Where there's smoke
|By City Pulse Staff|
Lansing City Councilwoman Jessica Yorko, who represents the 4th Ward, was the sole vote against a key aspect of the Bernero administration’s casino proposal on March 19. She said she was heeding both her constituents’ wishes and her gut. She answered questions about it two days later on City Pulse’s radio show, which airs weekly at 7 p.m. Wednesday on 88.9-FM The Impact. The following has been edited and condensed. Berl Schwartz and Andy Balaskovitz interviewed her.
What are the objections of the people in the 4th Ward?
We heard a lot about both the pros and cons from everybody. But the kinds of things that ultimately led me to the vote I made were people in the 4th Ward saying, “Of course we want jobs, of course we want to see more children have college paid for — but this isn’t the way we want to do it.”
One of the first things I got quite a bit of contact about was that casinos have a loophole in Michigan’s smoke-free laws, and Ingham County was the first county in Michigan to attempt to adopt a smoke-free policy. When I talked to (City Attorney Brig Smith), his sense was that that would be a deal killer.
Another thing that resonated with me was that it’s not a guarantee that a casino is going to be successful. I found several casinos that have gone bankrupt this year in different parts of the country, and that some are so far into debt they’re closing or being partially built because their revenue isn’t what was projected. That kind of thing happens. I just feel like it’s a little bit different when it’s a casino.
One thing people liked about this casino is that the architectural drawings look very nice, but how would that work? You’ve got the City Market, and the river, and Accident Fund, and Lugnuts—to me, it didn’t seem like it fit with the other things that are there now. It’s just that gut feeling. A lot of people were telling me they had that gut feeling as well. I agreed with other people whose gut feelings said, “This isn’t the right location and maybe this isn’t right for Lansing at all.”
Do you have a gut feeling about what would be the right
No, I don’t.
Again, you were in the minority on Council: What is it that other members were hearing then? Is the 4th Ward so different? Of course, half the members represent the entire city, but they clearly got a different message.
I talked to Tina (Houghton) that day, on Monday, I talked to A’Lynne (Robinson)—even right up to the vote A’Lynne hadn’t made up her mind. Tina, when we talked earlier in the day, she was also unsure. I had reached out to Kathie (Dunbar) to have a conversation to see what she was thinking and we didn’t connect, I didn’t talk with her. But, I was surprised it wasn’t more split than it came out. I was surprised.
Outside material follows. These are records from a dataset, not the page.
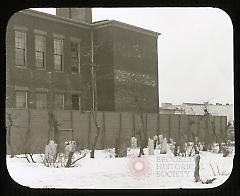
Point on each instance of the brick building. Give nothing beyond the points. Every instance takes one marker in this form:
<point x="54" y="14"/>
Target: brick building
<point x="49" y="62"/>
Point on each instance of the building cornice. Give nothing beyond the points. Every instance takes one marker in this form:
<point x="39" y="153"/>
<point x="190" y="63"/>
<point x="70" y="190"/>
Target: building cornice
<point x="107" y="23"/>
<point x="95" y="25"/>
<point x="55" y="18"/>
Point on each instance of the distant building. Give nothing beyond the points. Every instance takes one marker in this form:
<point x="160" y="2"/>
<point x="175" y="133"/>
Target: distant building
<point x="49" y="62"/>
<point x="198" y="109"/>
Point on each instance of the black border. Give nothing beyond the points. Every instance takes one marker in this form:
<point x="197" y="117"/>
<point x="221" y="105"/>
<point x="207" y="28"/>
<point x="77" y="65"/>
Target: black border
<point x="232" y="8"/>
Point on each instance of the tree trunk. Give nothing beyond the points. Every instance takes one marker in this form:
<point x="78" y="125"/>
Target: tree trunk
<point x="69" y="161"/>
<point x="8" y="134"/>
<point x="196" y="170"/>
<point x="96" y="137"/>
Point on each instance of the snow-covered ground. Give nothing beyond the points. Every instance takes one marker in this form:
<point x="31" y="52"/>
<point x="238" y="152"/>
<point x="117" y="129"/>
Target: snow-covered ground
<point x="157" y="171"/>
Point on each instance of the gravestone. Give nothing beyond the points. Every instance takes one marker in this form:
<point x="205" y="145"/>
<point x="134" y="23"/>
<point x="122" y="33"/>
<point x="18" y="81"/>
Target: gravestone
<point x="133" y="142"/>
<point x="163" y="149"/>
<point x="155" y="139"/>
<point x="50" y="152"/>
<point x="150" y="147"/>
<point x="160" y="137"/>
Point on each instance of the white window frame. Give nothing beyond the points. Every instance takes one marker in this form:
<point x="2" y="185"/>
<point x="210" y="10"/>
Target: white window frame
<point x="44" y="52"/>
<point x="78" y="56"/>
<point x="26" y="99"/>
<point x="21" y="30"/>
<point x="62" y="55"/>
<point x="63" y="101"/>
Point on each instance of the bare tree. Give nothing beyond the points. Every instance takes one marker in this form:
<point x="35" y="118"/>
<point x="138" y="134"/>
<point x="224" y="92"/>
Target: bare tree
<point x="143" y="140"/>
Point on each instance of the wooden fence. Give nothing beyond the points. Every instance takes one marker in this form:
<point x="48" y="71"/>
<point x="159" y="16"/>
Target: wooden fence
<point x="80" y="127"/>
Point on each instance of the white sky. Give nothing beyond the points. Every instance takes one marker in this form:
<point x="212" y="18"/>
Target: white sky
<point x="195" y="50"/>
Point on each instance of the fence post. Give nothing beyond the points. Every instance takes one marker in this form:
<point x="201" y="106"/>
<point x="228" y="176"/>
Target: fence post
<point x="28" y="139"/>
<point x="89" y="130"/>
<point x="188" y="128"/>
<point x="146" y="117"/>
<point x="133" y="118"/>
<point x="158" y="120"/>
<point x="169" y="127"/>
<point x="71" y="122"/>
<point x="179" y="126"/>
<point x="103" y="131"/>
<point x="198" y="126"/>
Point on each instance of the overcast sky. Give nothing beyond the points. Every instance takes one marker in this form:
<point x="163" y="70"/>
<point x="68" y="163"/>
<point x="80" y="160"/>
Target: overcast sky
<point x="195" y="50"/>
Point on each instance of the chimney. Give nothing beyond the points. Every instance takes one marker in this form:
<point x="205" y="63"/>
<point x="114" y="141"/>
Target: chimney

Have you heard from the mayor?
I actually talked with Virg for a couple of hours. He was wanting to know how I was going to vote. I said, “I don’t know yet, I have to sleep on it, I may not know until it’s time to take the vote tomorrow. I wish I could tell you with more certainty, but I don’t feel certain.” And I said, “No matter how I vote, I want you to know I’m not voting against you.”
I saw a message you put on Facebook on Tuesday morning that said you thought it should have gone out to a vote of the people. Why?
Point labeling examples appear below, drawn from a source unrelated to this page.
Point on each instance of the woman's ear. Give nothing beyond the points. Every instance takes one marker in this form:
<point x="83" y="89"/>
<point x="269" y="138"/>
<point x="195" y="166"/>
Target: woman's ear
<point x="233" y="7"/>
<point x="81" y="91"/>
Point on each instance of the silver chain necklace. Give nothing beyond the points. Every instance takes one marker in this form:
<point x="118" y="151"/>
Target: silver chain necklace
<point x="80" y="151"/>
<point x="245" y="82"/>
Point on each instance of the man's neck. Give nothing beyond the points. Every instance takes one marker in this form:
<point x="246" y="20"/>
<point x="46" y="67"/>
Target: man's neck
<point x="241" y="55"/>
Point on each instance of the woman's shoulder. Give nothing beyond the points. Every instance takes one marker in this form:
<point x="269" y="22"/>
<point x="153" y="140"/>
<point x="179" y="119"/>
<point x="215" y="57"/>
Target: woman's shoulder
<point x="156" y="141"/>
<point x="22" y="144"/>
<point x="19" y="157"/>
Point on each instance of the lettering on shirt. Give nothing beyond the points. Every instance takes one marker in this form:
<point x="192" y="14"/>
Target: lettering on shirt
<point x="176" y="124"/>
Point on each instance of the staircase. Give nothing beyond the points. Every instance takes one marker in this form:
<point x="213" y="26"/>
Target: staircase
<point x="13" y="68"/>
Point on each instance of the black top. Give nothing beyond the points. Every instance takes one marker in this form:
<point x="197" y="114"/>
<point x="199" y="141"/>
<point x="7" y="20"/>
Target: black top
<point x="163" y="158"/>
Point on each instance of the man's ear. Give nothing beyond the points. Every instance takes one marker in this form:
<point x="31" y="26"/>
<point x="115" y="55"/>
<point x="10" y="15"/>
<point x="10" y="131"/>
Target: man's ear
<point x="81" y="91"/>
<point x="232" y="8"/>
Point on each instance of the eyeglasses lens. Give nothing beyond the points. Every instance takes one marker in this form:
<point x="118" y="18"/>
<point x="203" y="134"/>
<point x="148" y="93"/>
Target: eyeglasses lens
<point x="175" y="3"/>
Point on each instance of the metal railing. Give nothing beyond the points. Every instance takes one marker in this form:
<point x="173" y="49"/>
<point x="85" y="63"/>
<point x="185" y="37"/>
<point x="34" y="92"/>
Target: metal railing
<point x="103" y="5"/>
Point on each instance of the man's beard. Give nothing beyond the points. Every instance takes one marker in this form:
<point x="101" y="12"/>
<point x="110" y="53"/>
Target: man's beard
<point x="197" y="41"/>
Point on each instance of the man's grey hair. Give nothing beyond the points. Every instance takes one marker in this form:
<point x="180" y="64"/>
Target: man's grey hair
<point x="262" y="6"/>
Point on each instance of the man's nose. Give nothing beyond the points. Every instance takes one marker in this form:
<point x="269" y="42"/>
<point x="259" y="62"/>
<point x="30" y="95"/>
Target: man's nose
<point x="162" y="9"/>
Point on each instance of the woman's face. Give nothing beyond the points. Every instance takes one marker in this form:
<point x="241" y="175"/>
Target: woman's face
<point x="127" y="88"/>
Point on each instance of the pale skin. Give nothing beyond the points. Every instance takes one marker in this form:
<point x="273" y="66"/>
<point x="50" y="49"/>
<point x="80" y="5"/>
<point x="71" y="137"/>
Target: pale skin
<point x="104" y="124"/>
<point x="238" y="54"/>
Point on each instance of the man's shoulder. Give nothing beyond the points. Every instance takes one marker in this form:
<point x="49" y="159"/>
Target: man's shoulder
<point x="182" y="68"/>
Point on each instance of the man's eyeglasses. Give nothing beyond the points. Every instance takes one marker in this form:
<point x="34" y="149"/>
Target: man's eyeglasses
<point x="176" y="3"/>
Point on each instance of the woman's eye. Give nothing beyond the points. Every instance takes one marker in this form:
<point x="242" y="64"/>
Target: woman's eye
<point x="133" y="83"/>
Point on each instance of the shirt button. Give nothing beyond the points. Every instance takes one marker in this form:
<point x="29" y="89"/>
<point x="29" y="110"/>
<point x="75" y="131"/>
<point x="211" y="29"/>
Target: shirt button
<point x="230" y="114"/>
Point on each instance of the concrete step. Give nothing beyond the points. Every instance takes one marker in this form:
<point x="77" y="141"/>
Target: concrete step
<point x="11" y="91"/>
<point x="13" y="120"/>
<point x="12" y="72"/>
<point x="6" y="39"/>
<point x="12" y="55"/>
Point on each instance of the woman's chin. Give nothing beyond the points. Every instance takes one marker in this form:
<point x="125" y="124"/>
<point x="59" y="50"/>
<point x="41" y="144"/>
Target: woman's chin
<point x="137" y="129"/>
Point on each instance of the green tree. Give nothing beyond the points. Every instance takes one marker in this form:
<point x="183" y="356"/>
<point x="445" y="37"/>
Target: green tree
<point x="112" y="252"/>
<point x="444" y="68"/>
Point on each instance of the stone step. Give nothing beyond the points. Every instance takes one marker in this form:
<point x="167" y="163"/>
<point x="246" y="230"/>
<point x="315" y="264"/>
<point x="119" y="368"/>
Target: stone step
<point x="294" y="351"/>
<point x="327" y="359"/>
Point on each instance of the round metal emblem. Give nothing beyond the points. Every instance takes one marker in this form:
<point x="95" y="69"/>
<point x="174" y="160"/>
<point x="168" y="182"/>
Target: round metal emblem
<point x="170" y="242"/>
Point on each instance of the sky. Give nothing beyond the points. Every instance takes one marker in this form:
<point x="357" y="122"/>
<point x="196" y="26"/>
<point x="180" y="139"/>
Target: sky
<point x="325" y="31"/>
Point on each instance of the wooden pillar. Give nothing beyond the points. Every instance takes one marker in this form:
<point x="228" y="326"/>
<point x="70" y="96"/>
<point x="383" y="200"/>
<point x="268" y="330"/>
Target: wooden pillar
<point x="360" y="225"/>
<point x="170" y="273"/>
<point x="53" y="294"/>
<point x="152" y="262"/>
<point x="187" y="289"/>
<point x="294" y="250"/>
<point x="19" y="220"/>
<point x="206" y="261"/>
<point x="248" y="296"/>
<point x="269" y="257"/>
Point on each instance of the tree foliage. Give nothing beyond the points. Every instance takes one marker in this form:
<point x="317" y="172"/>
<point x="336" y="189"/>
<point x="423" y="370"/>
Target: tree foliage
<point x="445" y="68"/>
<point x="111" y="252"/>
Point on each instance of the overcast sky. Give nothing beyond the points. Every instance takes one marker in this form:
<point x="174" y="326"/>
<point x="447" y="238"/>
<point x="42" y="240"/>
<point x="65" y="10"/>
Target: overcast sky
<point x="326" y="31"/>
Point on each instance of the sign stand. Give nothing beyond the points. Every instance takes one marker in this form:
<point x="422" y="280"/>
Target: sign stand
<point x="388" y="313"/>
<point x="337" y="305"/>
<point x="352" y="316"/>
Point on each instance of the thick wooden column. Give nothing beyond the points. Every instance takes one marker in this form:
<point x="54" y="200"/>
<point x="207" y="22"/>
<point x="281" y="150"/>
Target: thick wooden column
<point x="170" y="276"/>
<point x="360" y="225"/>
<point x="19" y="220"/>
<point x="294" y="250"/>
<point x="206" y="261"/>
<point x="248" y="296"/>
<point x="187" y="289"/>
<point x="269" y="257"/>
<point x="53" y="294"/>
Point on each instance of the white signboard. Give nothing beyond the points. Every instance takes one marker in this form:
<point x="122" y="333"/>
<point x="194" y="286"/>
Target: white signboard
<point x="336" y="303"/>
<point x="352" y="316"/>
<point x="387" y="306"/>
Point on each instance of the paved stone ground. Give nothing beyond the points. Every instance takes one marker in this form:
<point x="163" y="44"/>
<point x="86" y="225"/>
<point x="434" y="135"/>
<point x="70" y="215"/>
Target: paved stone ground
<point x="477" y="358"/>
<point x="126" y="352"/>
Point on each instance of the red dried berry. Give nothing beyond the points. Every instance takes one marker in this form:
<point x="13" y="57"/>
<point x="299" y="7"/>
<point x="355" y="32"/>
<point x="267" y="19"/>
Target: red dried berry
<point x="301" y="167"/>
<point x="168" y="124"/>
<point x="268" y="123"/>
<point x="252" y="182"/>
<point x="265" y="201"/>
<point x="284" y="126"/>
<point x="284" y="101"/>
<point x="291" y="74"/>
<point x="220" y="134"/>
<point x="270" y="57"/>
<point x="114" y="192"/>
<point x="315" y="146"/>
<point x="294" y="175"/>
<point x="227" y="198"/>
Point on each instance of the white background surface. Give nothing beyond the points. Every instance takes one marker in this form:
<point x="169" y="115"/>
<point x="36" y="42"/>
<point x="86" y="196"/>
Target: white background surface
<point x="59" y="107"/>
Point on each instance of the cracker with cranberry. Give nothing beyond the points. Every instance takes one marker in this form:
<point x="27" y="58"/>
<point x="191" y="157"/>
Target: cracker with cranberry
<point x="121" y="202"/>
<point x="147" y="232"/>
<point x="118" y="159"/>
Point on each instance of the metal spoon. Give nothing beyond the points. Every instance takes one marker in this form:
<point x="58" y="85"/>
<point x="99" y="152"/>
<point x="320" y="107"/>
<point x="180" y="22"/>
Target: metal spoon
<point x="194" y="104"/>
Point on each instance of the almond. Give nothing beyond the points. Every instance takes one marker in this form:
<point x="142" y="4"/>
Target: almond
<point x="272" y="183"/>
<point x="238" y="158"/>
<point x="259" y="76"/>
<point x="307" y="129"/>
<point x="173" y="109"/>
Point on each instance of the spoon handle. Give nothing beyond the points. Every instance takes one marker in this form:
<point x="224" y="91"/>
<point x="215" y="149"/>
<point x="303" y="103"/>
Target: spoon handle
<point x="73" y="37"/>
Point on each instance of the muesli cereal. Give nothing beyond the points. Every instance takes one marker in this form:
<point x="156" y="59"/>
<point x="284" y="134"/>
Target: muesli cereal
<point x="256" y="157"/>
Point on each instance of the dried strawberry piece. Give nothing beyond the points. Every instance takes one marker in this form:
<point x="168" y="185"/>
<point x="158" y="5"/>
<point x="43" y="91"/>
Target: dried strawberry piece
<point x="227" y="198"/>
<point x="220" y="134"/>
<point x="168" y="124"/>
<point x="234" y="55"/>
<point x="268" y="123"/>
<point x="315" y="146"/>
There’s a fine line between saying you want cover and you really want to know what the voters want. My boyfriend said, “You just need to vote and don’t cop out and put it on the ballot. People elected you. Just be a leader and just vote.”
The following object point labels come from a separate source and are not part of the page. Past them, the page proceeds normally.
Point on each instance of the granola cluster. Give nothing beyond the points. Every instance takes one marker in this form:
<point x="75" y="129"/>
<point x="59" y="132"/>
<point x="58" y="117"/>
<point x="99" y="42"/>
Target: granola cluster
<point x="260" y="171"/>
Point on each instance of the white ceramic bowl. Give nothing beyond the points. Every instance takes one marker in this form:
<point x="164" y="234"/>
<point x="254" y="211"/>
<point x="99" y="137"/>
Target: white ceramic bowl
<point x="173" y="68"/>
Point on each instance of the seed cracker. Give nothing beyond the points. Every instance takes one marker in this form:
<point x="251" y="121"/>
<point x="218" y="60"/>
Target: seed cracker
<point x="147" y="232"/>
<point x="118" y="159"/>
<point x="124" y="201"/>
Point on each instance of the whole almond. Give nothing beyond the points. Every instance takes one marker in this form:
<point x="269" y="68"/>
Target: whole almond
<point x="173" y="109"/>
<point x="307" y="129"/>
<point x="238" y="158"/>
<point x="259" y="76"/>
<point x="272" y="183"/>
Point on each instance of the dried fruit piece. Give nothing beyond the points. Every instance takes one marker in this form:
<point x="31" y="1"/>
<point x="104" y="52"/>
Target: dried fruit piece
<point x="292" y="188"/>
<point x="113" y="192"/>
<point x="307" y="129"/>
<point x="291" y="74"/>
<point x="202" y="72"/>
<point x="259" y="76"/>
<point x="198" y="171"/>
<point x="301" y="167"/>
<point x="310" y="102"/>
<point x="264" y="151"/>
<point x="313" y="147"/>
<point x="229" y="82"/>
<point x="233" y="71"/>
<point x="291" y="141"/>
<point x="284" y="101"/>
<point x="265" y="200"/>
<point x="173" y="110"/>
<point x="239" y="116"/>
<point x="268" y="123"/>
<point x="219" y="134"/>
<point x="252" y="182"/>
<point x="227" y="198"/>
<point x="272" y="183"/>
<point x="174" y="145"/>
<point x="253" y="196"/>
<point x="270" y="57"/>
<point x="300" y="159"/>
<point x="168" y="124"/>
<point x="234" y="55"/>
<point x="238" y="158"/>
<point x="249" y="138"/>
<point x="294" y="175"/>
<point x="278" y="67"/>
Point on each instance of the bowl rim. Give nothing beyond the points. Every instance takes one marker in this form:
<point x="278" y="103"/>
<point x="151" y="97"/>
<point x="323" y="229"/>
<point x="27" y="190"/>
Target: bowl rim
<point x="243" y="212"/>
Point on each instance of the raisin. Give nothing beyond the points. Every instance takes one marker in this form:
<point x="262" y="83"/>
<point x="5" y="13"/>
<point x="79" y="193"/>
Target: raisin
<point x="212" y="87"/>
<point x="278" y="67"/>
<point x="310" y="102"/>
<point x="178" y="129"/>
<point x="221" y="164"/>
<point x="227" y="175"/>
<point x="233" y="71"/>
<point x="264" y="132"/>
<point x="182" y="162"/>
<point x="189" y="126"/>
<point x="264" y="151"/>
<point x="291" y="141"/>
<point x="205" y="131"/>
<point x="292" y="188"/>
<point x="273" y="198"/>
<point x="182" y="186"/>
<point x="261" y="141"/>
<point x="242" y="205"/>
Easy for him to say! Doesn’t he know there’s money at stake here? You’re paid such enormous wages for this job.
(Laughing) Exactly. And I said, it’s not so much that, it’s that I really think people need more time to process the information, do their own investigation, and know how they’re going to vote when they step into the voting booth, and know what they’re going to want. Because a lot of voters I think didn’t know what they wanted.
Do you think it would have passed if the public weighed in on it?
I really have no idea if it would have passed if the public would have weighed in. I was surprised at some of my constituents saying, “Yes, let it move forward,” and surprised at some of the reasons people said, “No, we can’t have this anywhere in Lansing.”
Some of them said, “We would like it, just in another location.” A lot of people referenced wanting to see it at one of the vacant General Motors sites, or somewhere that could really use a boost in activity, as opposed to downtown, which already has a lot of activity now.